Practical Peer to Peer lending Advice
In my previous post I gave tips on how to try PtPL
with minimum risk. I covered platforms
such as Ratesetter (RS) and Funding Circle (FC). In this post I shall look at Asset-based
Lending on platforms such as Saving Stream (SS), Money Thing (MT) and Funding
Secure (FS). These offer far higher
rates of interest with some (manageable) risk as well as making it relatively easy to
get your capital back quickly via a Secondary Market.
These 3 asset-based PtPL sites reduce risk by securing each
loan against a tangible asset such as property, art works, land, cars, planes
or industrial machinery. In the event of
a default, the asset can be sold by the platform and the proceeds used to pay
back the lenders. The main risks are therefore
platform failure or the asset valuation being too low.

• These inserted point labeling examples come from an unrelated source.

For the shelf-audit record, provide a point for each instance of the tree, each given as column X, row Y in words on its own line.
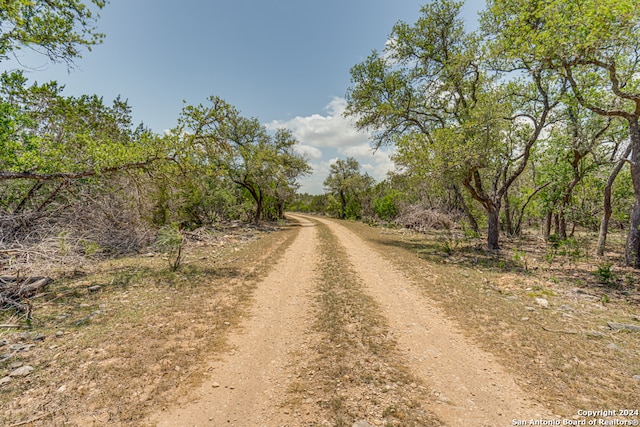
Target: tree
column 346, row 182
column 432, row 93
column 55, row 28
column 290, row 166
column 595, row 46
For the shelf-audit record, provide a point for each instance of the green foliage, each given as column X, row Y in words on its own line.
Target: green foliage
column 55, row 28
column 170, row 241
column 348, row 187
column 387, row 207
column 604, row 274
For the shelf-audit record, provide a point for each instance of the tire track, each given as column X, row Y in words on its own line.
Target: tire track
column 470, row 386
column 247, row 385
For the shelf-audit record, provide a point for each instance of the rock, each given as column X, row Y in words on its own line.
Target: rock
column 595, row 334
column 22, row 371
column 38, row 337
column 542, row 302
column 20, row 347
column 623, row 327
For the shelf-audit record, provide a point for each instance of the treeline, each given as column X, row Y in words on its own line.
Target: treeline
column 531, row 118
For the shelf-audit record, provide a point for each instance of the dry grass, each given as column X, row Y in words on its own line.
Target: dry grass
column 355, row 370
column 113, row 355
column 565, row 354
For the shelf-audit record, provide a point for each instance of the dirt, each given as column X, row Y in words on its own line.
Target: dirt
column 251, row 384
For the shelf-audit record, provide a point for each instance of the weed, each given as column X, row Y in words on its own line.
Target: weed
column 171, row 242
column 604, row 275
column 520, row 258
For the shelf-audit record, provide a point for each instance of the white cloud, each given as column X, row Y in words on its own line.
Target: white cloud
column 308, row 151
column 324, row 136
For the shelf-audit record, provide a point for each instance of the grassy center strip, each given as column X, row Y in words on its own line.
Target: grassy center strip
column 357, row 370
column 138, row 344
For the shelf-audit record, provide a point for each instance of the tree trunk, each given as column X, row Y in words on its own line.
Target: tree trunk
column 562, row 224
column 467, row 211
column 547, row 224
column 280, row 209
column 604, row 224
column 493, row 226
column 632, row 252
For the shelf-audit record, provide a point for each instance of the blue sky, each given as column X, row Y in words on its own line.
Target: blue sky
column 285, row 62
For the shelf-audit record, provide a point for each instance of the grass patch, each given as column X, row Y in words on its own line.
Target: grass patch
column 138, row 342
column 356, row 371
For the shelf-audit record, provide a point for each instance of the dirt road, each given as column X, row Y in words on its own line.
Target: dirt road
column 252, row 385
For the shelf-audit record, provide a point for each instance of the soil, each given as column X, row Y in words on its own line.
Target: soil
column 251, row 384
column 319, row 322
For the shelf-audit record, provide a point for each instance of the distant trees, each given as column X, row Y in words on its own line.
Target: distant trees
column 347, row 184
column 521, row 114
column 594, row 46
column 217, row 143
column 433, row 93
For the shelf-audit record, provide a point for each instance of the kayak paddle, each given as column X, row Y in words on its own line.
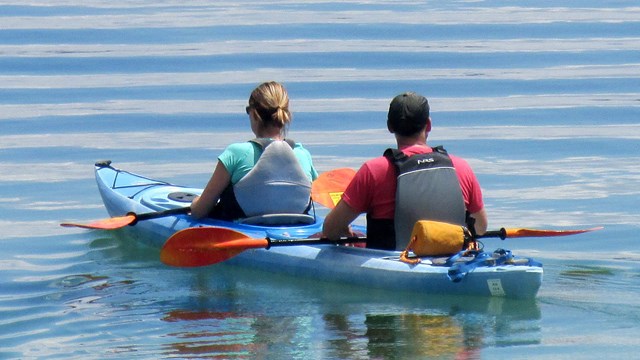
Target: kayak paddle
column 327, row 189
column 128, row 219
column 516, row 233
column 201, row 246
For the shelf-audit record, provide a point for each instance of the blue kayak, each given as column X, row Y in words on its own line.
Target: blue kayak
column 499, row 273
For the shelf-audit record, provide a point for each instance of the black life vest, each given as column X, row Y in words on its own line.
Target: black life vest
column 427, row 189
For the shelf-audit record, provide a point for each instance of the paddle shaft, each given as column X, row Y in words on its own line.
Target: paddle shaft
column 312, row 241
column 159, row 214
column 502, row 234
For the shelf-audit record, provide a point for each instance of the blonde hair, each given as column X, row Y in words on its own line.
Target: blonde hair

These sites typically offer shorter loan terms than sites
like Ratesetter. Ratesetter’s best rate
is over a term of 5 years and pays typically 5-6%.
Saving Stream pays 12% for a bridging loan of typically 12
months. In practice these loans may be
redeemed earlier or continue for longer depending on progress of the development
work required before the land or property is sold.
In the current market, you can immediately sell loans
without loss on the Saving Stream secondary market. It is also worth noting that SS, MT and FS
don’t charge any fees to lenders for buying or selling loans.
While Saving Stream originally lent against boats, they now
specialise in property and land. Money
Thing and Funding Secure offer a wider range of assets including cars and
artworks. More specialised sites, such
as Ablrate, lend against aircraft, industrial plant and shipping containers
with rates from around 10-14%.
It is obviously wise to spread your money across loans,
asset types and platforms. This
minimises the risk of asset value collapse, platform failure or individual loan
defaults.
Secondary markets are a useful means of further
diversification for your existing loans and a channel to reinvest returned
interest and capital on shorter term loans.
If you work full time then be aware that sites like Zopa and
Ratesetter are relatively ‘hands off’ while the asset-based sites require more
‘hands on’ management. You may also wish
to look at the details of the individual asset-based loans, for example
valuation reports, to make sure you are comfortable with the stated purpose of
the loan.
So, finally, do give PtPL a shot. Start with small amounts across several
platforms and see how you get on. But
remember, don’t ever invest more than you can afford to lose. Having said that, I think that you’ll find
that PtPL is much less of a lottery than the stock market!